Globally, women, girls, migrants, young people, religious and ethnic minorities, and other vulnerable groups still lack access to health services to keep them safe from disease and illness.
Many of the barriers people face in accessing services, resources and equal opportunities are not accidents or a lack of resources but rather the result of discriminatory laws, policies, and social practices that leave particular groups of people further and further behind.
If we are to build back better, to Leave No One Behind is not just the right thing to do but the smart thing to do.
Because as World Health Organization Director-General Dr. Tedros Ghebreyesus succinctly put it, “no one is safe until everyone is safe.”
The Sustainable Development Goals were designed to be a collection of 17 interconnected global goals and a blueprint to achieve a better and more sustainable future for all.
Leave no one behind is the central, transformative promise of the 2030 Agenda and is our only hope to achieve the SDGs.
“Symbiosis, Solidarity, and Sustainability”, these three words tell it all.
Symbiosis through abandoning discrimination, exclusion, and celebrating diversity; Solidarity through fighting antagonism, hostility, and embracing humanity; only through this can we achieve sustainability.
I hope everyone at this exhibition today and in the coming month will leave inspired by the messages seen in these posters – raise awareness on discrimination, change these practices and speak up to friends and family to do the same.

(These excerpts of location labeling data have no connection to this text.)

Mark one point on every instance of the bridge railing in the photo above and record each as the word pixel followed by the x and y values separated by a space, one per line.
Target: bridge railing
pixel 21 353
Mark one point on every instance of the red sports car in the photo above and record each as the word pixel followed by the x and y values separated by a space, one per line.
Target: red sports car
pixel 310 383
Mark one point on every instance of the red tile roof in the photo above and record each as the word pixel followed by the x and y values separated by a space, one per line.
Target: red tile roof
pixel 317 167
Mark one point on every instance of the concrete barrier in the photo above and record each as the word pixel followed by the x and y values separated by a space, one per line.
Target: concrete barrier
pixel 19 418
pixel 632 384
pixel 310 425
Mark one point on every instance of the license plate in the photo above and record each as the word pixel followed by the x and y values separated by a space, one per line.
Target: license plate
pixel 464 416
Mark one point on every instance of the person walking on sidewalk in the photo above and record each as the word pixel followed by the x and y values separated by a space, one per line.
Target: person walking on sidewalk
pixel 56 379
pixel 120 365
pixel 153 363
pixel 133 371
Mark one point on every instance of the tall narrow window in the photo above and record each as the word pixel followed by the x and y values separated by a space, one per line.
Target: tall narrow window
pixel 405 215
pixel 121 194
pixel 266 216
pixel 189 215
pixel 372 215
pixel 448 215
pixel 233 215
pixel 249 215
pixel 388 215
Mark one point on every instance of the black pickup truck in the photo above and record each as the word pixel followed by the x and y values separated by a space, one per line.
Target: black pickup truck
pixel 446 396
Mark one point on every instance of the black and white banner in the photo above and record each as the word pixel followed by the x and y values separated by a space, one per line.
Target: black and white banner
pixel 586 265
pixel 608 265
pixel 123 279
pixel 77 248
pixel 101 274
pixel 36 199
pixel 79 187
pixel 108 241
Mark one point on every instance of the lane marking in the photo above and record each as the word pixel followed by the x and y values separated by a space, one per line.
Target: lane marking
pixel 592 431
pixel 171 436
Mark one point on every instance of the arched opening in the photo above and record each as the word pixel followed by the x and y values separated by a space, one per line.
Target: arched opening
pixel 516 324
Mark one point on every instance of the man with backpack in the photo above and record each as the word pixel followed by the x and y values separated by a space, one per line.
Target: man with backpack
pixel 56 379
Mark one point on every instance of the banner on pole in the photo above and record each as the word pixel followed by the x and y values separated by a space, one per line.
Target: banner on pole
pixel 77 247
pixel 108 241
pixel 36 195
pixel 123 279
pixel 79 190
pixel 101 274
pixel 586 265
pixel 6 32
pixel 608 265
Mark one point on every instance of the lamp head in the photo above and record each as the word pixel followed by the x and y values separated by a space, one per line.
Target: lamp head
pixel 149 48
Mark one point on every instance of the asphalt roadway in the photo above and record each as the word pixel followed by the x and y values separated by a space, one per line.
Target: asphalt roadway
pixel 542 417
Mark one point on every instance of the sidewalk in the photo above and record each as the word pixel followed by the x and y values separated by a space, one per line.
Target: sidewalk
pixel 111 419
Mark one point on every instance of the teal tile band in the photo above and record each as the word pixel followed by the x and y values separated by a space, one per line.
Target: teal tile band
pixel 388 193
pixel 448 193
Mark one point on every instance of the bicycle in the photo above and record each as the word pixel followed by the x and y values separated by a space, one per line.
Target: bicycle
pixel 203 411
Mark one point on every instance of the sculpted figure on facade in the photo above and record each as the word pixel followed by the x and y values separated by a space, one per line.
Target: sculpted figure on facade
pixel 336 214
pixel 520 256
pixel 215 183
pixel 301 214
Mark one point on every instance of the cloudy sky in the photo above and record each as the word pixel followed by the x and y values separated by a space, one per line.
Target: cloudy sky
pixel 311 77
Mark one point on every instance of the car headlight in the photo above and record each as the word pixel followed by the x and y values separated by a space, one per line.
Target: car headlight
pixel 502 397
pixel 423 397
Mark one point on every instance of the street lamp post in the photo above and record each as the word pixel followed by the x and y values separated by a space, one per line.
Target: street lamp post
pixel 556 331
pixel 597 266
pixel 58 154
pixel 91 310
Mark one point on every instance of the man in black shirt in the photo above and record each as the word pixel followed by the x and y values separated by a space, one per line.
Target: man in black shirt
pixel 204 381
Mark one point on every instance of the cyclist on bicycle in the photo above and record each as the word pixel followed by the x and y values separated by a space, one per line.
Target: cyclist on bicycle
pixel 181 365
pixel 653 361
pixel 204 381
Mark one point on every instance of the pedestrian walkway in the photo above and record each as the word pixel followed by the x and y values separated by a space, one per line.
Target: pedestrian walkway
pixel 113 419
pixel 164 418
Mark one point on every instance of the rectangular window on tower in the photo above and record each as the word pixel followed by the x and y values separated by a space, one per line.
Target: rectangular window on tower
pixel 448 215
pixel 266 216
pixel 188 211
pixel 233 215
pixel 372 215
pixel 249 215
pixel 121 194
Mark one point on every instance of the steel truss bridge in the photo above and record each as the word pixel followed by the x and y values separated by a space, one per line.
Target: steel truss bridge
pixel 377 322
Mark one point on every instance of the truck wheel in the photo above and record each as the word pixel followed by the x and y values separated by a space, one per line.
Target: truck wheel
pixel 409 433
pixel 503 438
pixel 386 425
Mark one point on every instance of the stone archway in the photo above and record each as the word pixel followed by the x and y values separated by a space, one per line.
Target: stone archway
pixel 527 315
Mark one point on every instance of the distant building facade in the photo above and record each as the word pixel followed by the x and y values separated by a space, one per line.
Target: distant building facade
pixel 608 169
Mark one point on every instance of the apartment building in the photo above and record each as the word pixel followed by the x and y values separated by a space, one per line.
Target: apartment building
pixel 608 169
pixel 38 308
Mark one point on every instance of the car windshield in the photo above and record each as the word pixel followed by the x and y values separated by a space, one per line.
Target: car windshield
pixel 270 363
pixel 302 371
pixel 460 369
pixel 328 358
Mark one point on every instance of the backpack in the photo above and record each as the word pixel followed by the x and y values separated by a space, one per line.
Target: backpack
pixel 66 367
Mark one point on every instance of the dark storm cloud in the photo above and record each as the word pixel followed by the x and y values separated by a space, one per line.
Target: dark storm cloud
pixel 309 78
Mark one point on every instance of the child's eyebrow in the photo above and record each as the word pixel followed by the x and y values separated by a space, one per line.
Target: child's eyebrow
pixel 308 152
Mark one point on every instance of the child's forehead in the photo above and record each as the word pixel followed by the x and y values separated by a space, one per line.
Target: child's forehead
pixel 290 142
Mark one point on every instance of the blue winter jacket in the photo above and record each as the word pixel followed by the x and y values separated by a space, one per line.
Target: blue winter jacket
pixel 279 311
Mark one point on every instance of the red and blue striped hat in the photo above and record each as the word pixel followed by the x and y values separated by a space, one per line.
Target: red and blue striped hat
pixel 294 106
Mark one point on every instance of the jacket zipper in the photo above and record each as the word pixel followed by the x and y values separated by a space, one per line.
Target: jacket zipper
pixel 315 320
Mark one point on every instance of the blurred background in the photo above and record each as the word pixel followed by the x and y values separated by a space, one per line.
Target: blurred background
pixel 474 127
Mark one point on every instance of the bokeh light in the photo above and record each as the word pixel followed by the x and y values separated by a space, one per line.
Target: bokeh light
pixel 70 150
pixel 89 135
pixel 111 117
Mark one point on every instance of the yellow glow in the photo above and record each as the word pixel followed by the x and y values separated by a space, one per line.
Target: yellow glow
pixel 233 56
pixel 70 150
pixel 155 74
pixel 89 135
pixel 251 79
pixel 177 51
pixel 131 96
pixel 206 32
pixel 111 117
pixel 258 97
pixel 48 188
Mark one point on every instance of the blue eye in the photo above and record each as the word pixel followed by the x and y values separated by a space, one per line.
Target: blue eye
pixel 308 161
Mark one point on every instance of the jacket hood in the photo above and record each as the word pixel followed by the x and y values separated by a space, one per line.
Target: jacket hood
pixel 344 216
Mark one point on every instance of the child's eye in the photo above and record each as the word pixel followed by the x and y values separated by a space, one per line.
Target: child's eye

I can assure you that the commitment and determination of the United Nations to end discrimination and inequality will never change.
It is at the heart of the 2030 Agenda and the SDGs.
It is at the heart of the Universal Declaration of Human Rights.
It is at the heart of our founding document, the UN Charter, that we are “to reaffirm faith in fundamental human rights, in the dignity and worth of the human person, in the equal rights of men and women and of nations large and small”.
The UN family in China will continue to work with the Government of China and in solidarity and compassion with the people of China to make sure no one is left behind.